Auf der anderen Seite Toyota, Hyundai, jüngst auch BMW und Daimler, die im Wasserstoff zumindest einen wichtigen Baustein für die klimaneutrale Mobilität sehen.
Wie würde wohl der Kunde entscheiden, wenn er die Wahl hätte? Wir machen die Probefahrt aufs Exempel. Die Fahrt mit dem Audi e-tron GT beginnt sehr sportlich: Bis zu 530 PS geben die beiden Elektromotoren an beiden Achsen ab. Von null auf hundert geht es in 4 Sekunden. Das ist Sportwagen-Niveau. Dabei erzeugt der Audi ein synthetisch klingendes Fahrgeräusch. Muss das sein?
Über 800 Kilometer sind es bis Hamburg. Wir haben aber bei 666 Kilometern einen Übernachtungsstopp geplant.

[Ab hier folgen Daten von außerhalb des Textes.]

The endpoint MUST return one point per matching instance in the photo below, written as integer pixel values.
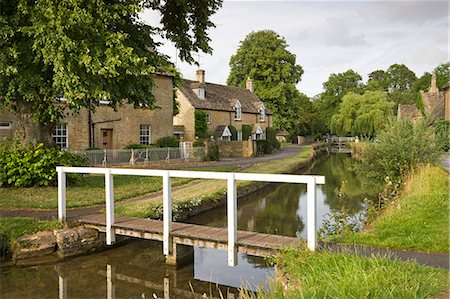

Auch für diese Teilstrecke will der Audi zwei Mal nachgeladen werden. Denn die 487 Kilometer theoretische Reichweite stehen nur auf dem Papier. Mehr als 390 Kilometer zeigt die Reichweitenanzeige nie an. Über 400 Kilometer sind nur bei sehr moderater Fahrweise zu erreichen, ohne die Höchstgeschwindigkeit von 250 km/h zu testen.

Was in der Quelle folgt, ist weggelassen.